Intervention de Danielle Auroi

Séance en hémicycle du 17 septembre 2014 à 21h30
Lutte contre le terrorisme — Article 5

Photo issue du site de l'Assemblée nationale ou de WikipediaDanielle Auroi :

Si vous le permettez, monsieur le président, je défendrai en même temps le sous-amendement no 147 puisque tous deux concernent l’alinéa 3.

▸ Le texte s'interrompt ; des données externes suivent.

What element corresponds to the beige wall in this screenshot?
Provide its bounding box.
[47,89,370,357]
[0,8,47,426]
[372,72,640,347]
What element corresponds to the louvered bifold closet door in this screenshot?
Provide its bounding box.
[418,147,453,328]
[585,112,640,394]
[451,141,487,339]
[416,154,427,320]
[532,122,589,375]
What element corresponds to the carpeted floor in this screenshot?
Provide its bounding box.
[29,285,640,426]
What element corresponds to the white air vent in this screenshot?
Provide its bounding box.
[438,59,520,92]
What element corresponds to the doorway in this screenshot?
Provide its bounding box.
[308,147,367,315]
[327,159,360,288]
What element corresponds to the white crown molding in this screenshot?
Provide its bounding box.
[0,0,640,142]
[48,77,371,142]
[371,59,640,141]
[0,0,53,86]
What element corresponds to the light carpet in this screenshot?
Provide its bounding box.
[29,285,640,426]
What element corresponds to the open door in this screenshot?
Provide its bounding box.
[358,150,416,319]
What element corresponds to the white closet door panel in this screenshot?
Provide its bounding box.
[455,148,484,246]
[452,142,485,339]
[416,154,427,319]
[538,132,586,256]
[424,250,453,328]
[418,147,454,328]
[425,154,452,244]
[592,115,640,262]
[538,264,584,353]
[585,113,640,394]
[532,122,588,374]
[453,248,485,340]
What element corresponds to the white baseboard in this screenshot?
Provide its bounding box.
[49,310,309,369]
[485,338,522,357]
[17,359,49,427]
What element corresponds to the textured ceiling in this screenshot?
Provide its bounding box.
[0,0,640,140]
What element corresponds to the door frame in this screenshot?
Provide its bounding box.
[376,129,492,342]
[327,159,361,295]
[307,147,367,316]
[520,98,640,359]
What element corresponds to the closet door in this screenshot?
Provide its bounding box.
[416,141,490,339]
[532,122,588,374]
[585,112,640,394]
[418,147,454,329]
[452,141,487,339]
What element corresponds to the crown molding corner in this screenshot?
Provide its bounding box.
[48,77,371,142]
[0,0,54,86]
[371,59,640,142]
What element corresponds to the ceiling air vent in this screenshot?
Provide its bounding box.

L’article 5 permet de matérialiser l’intention d’une entreprise terroriste individuelle par deux éléments : d’une part, la possession d’un objet ou d’une substance dangereuse ; d’autre part, l’un des éléments figurant dans la liste prévue par l’amendement n°109 , notamment la consultation de sites provoquant ou faisant l’apologie d’un acte de terrorisme, sauf lorsque cette consultation résulte de l’exercice normal d’une profession ayant pour objet d’informer le public, intervient dans le cadre de recherches scientifiques ou est réalisée afin de servir de preuve en justice.

Cet amendement élargit également la matérialisation de l’intention terroriste à la détention de documents provoquant au terrorisme ou en faisant l’apologie, pour inclure notamment les livres. Il revient, de fait, à sanctionner cette consultation habituelle de sites ou cette possession d’ouvrages, en considérant qu’il s’agit d’actes préparatoires à la commission d’un acte terroriste. Or il ne nous semble pas que posséder un livre faisant l’apologie d’actes de terrorisme soit un élément suffisant pour matérialiser une intention terroriste.

Ce débat a déjà eu lieu au moment de l’affaire de Tarnac et l’on a bien vu, à l’époque, les effets pervers que pouvait avoir une telle conception des choses. Parce que l’on a retrouvé l’ouvrage L’insurrection qui vient lors de la saisie d’une bibliothèque – ouvrage auquel ni mes collègues, ni moi-même n’adhérons en rien – on en a conclu que leur possesseur pouvait être un dangereux terroriste. Aujourd’hui, la baudruche s’est beaucoup dégonflée… Voilà un exemple concret des effets pervers que pourrait avoir cette disposition. Cet alinéa fait par ailleurs appel à des notions floues, incertaines, voire contraires au principe de légalité et de proportionnalité. Ainsi, les notions de « consultation habituelle » ou d’ « exercice normal » – ou anormal ! – d’une profession sont mal définies et renvoient à des situations trop vagues.

Actuellement, seule la consultation d’images pédopornographiques peut être punie de deux ans de prison. Pénaliser la consultation de contenus idéologiques ou la possession d’ouvrages est une innovation qui pose de nombreuses questions, notamment en matière de constitutionnalité et de conventionnalité.

Le sous-amendement no 146 vise donc à supprimer l’alinéa 3, et le sous-amendement no 147 à supprimer le seul passage relatif à l’« apologie », afin de la distinguer de la provocation au terrorisme, comme nous l’avons fait dans les amendements précédents.